Laws of physics are the same for all observers moving with constant velocities
- This is the old idea of (Galilean/Newtonian) relativity
- Motion at constant velocity is relative
- No experiment inside a train with closed windows can determine if it is moving at constant velocity
2.
The speed of light in empty space is always measured to be the same, regardless of motion of the source or observer!
- Very counter-intuitive: simple addition of velocities doesn't work!
- Maxwell is right, Newton wrong!
- c is absolute (not everything is relative!)
- From these simple postulates, all bizarre implications of relativity follow (thought experiments)
- Effects are only noticeable when speeds approach c=300,000 km/s, far removed from our everyday world
Fun Implications of Special Relativity
1.
Simultaneity is relative!
- If two observers are moving relative to each other, two events that look simultaneous to one will not look simultaneous to the other!
- Example: passenger stands in middle of moving train car and shines light forwards and backwards
  - Both passenger and station observer measure c
  - To passenger, hits front and back simultaneously
  - To station observer, hits back of car first!
2.
Time is relative: time dilation!
- Moving observers will not agree that clocks tick at the same rate
- Demolishes Newtonian idea of absolute time
- Example: ``light clock'' in a moving train
  - Tick/tock is light bouncing vertically off mirrors separated by height H
  - For observer moving with clock, tick/tock time is H/c
  - For station observer, the light has to go farther, so time is >H/c!
  - Moving clocks run slower! Factor is $\gamma = 1/\sqrt{1-(v/c)^2}$ (``boost factor'')
  - Note reciprocity: observer on train will see that station observer's clock runs slow
  - The fastest-running clock (``proper time'') is always the one that is moving with the observer
  - Note: you always perceive your own time ``flowing'' at the same ``rate''
3.
Space is relative: length contraction!
- Moving rulers become shorter along the direction of their motion!
- As with time dilation, factor is $\gamma = 1/\sqrt{1-(v/c)^2}$
- Demolishes Newtonian idea of absolute space
- Example: decaying subatomic particles at speed close to c
  - Typical half-life time $\tau$ for particle at rest
  - Particles can live much longer when moving due to time dilation (observed all the time using cosmic rays)

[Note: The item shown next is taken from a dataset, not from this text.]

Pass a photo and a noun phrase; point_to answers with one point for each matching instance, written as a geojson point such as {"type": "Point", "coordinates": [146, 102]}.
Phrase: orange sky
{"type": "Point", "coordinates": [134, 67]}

  - This means they can travel much farther than you would expect before decaying
  - But imagine you are Superman, flying along with the particle
  - Since particle is at rest in your frame, it decays in its usual short time
  - But it did manage to cover the longer distance--how?
  - Must be that space contracted along the direction of motion!
4.
Velocities do not simply add
- Throw a ball forward with speed u from a train moving with speed v
- Newton and Galileo: observer on ground sees speed u+v
- Einstein: observer on ground sees speed
  
  $\begin{displaymath}\frac{u+v}{1+uv/c^2} \end{displaymath}$
- Note this is always <c, even if u and v are very close to c!
- Doppler shift is also more complicated:
  
  $\begin{displaymath}\frac{\lambda_{\mathrm{obs}}}{\lambda_{\mathrm{emit}}} = \sqrt{\frac{1+v/c}{1-v/c}} \end{displaymath}$
5.
Speed of light is the ultimate speed limit!
- In a second 1905 paper, E=mc²
- Mass is a form of energy! Can convert from one to the other, for example:
  - Nuclear fission (first uranium atomic bombs)
  - Nuclear fusion (hydrogen bomb, powers the Sun)
  - Even chemical reactions that give off energy result in a (tiny) change in mass
- Even when matter is at rest, still has some energy
- Speed something up, it has more energy, and therefore more mass: $m\propto\gamma$
- v=c would lead to infinite mass, requiring infinite energy, so cannot be reached
- Any particle traveling at c must have zero ``rest mass''
- Note: this is not simply a problem of engineering (like sound speed), but a fundamental physical principle!
Twin ``Paradox''
- Send one twin off to $\alpha$ Centauri and back
- Earth-bound will see the twin's clock run slower, so when she gets back she will have aged less!
- But the traveler will see Earth's clock run slower, so she will expect the Earth-bound traveler will have aged less
- Who is right?
- In fact the traveling twin ages less. Why?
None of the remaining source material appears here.